For all of the role of inertia in maintaining that which should be discarded, it remains that overwhelmingly our organizations are Jews by choice. They exist because people want them to exist, because somehow they can come up with money to pay the rent and staff and do what is needed to keep open. This is especially true of the newly-minted nonprofits, many of them the brainchild of the fabulously wealthy philanthropists who have become a dominant force in our communal life. They are, in the main, people with brains, accomplishments and independence and they are not wed to the tired status quo, yet from the look of things they have been co-opted into arrangements that none of them would tolerate in their own business affairs.
American life is awash in downsizing, in powerful corporations becoming smaller or being taken over, companies and organizations going out of business and in the recognition that because things change, what once existed need not exist any longer. What makes the Jewish situation more bizarre still is the role played by our supermachers, men like Michael Steinhardt and the Bronfmans. They have spoken out against retention of the dysfunctional status quo and they have backed alternate arrangements that to an extent side-step our tired bureaucracy, yet they increasingly appear to be involved in a system that they have criticized.

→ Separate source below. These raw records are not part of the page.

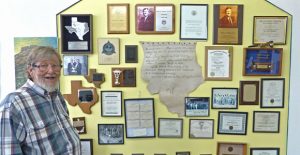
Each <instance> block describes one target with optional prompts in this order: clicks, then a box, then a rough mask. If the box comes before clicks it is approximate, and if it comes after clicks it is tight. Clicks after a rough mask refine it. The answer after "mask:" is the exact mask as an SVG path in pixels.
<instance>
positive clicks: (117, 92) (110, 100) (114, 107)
mask: <svg viewBox="0 0 300 155" xmlns="http://www.w3.org/2000/svg"><path fill="white" fill-rule="evenodd" d="M101 116H104V117H105V116H115V117H118V116H119V117H121V116H122V91H101Z"/></svg>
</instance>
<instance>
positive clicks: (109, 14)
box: [107, 3, 130, 34]
mask: <svg viewBox="0 0 300 155" xmlns="http://www.w3.org/2000/svg"><path fill="white" fill-rule="evenodd" d="M107 21H108V22H107V33H108V34H129V30H130V29H129V4H125V3H124V4H107Z"/></svg>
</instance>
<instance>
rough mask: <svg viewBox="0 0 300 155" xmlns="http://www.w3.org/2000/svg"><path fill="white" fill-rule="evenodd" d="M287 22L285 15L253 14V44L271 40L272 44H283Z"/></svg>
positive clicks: (265, 41)
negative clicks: (272, 43) (262, 15)
mask: <svg viewBox="0 0 300 155" xmlns="http://www.w3.org/2000/svg"><path fill="white" fill-rule="evenodd" d="M287 22H288V17H287V16H254V17H253V44H263V43H266V42H269V41H273V43H274V44H280V45H285V44H286V33H287Z"/></svg>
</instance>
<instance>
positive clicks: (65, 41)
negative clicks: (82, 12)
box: [60, 14, 93, 54]
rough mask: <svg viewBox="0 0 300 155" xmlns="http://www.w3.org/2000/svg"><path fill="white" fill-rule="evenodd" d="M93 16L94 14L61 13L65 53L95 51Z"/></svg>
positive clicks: (62, 32)
mask: <svg viewBox="0 0 300 155" xmlns="http://www.w3.org/2000/svg"><path fill="white" fill-rule="evenodd" d="M92 17H93V15H92V14H62V15H60V24H61V27H60V30H61V47H62V48H61V49H62V53H63V54H70V53H73V54H90V53H92V52H93V40H92V39H93V37H92V34H93V33H92V32H93V27H92V25H93V23H92V19H93V18H92Z"/></svg>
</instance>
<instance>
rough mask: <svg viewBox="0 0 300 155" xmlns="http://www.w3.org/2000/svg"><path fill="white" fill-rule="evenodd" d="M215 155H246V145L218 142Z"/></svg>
mask: <svg viewBox="0 0 300 155" xmlns="http://www.w3.org/2000/svg"><path fill="white" fill-rule="evenodd" d="M217 155H247V144H246V143H231V142H218V144H217Z"/></svg>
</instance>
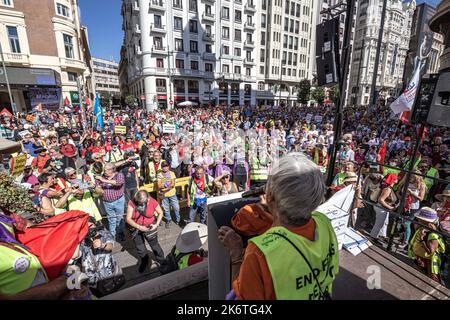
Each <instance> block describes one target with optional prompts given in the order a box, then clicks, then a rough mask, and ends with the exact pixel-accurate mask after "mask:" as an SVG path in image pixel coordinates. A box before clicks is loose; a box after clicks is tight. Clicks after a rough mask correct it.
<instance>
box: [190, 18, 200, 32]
mask: <svg viewBox="0 0 450 320" xmlns="http://www.w3.org/2000/svg"><path fill="white" fill-rule="evenodd" d="M189 32H190V33H198V28H197V21H195V20H189Z"/></svg>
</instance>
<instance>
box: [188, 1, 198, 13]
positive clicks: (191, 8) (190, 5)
mask: <svg viewBox="0 0 450 320" xmlns="http://www.w3.org/2000/svg"><path fill="white" fill-rule="evenodd" d="M189 11H194V12H197V0H189Z"/></svg>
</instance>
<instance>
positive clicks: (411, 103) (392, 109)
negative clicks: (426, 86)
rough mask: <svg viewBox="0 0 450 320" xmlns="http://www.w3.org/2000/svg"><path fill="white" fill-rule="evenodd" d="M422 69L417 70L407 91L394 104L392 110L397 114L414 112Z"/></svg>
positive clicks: (409, 85)
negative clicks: (416, 97) (421, 71)
mask: <svg viewBox="0 0 450 320" xmlns="http://www.w3.org/2000/svg"><path fill="white" fill-rule="evenodd" d="M421 69H422V68H416V72H415V73H414V76H413V78H412V79H411V81H410V83H409V84H408V87H406V89H405V91H404V92H403V93H402V94H401V96H400V97H398V98H397V100H395V101H394V102H392V104H391V109H392V111H393V112H394V113H395V114H399V113H402V112H406V111H411V110H412V107H413V105H414V101H415V100H416V93H417V89H418V88H419V83H420V71H421Z"/></svg>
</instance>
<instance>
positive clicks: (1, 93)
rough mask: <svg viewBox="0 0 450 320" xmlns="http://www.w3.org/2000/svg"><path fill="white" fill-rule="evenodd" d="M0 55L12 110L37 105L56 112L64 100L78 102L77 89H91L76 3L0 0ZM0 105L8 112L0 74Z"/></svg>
mask: <svg viewBox="0 0 450 320" xmlns="http://www.w3.org/2000/svg"><path fill="white" fill-rule="evenodd" d="M0 44H1V49H2V57H3V59H4V61H5V65H6V72H7V76H8V79H9V83H10V86H11V91H12V98H13V102H14V103H15V106H16V109H17V110H18V111H29V110H31V109H32V108H33V107H35V106H36V105H38V104H39V103H42V106H43V108H44V109H45V108H47V109H52V110H55V109H57V108H58V107H59V106H60V105H61V102H62V101H63V100H65V99H66V98H67V99H69V101H70V102H71V103H72V104H74V105H76V104H77V103H79V102H80V101H79V100H80V98H79V94H78V93H79V86H78V84H80V85H81V86H82V88H81V90H82V91H84V92H85V93H89V92H90V90H91V89H92V86H91V85H90V70H89V66H88V64H87V63H86V61H87V60H88V57H90V55H89V42H88V35H87V29H86V28H85V27H82V26H81V25H80V19H79V13H78V4H77V1H76V0H0ZM0 105H2V106H6V107H7V108H8V109H10V110H12V104H11V101H10V98H9V94H8V90H7V86H6V77H5V75H4V72H3V69H2V72H1V73H0Z"/></svg>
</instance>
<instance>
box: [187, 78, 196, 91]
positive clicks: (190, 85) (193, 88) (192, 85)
mask: <svg viewBox="0 0 450 320" xmlns="http://www.w3.org/2000/svg"><path fill="white" fill-rule="evenodd" d="M188 92H189V93H198V81H197V80H189V81H188Z"/></svg>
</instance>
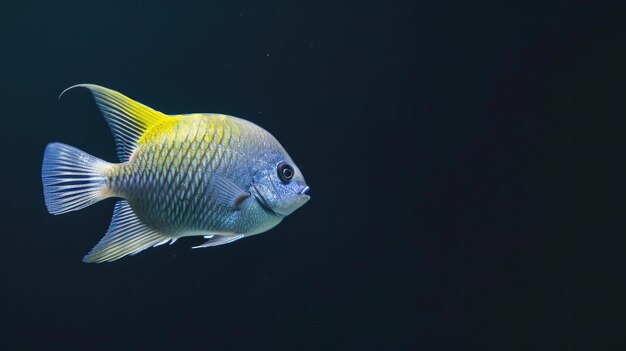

“Entangled” may better describe the fix that they and we are in. The elephantine size, geographic diversity and complexity of our organizational infrastructure make it largely invulnerable to attack or even reform. There is no single entry point to serve as the linchpin for change. Rather, we have the dazzling and dizzying, albeit also decrepit, pattern of intertwined umbrella agencies. The madness of all of this is self-perpetuating.
Isn’t it madness that after having lost half of American Jewry we manage to have perhaps twice the number of organizations that we once had and that we continue to add to the number almost daily? This is a fundamental question that isn’t even raised. For all I know, there may be more adults employed by Jewish organizations and institutions than there are practicing religious Jewish adults in the U.S.
The mountain of waste will start to crumble one day, but given the willingness of too many who give life support to organizations that are barely alive, it is not likely that this will occur any time soon. The more probable short-term scenario is that as more Jews disaffect, we will continue to add new groups to our already bloated infrastructure.
One day, though, we will come to see that we do not need fifty or more allegedly major American Jewish organizations, that spending a couple of hundred million dollars a year on defense organizations does not provide for Jewish security, that our many umbrella organizations are leaking badly and ought to be discarded, that the annual General Assembly is a pathetic exercise in communal irrelevance and folly, that the Federation network is an anachronistic and awfully expensive arrangement, that our public relations are mainly self-deceptions, that to spend more on our bureaucratic infrastructure than on Jewish education is indecent, that smaller may be bigger and more effective, that the Biblical injunction to be fruitful and multiply is not a command to establish more organizations.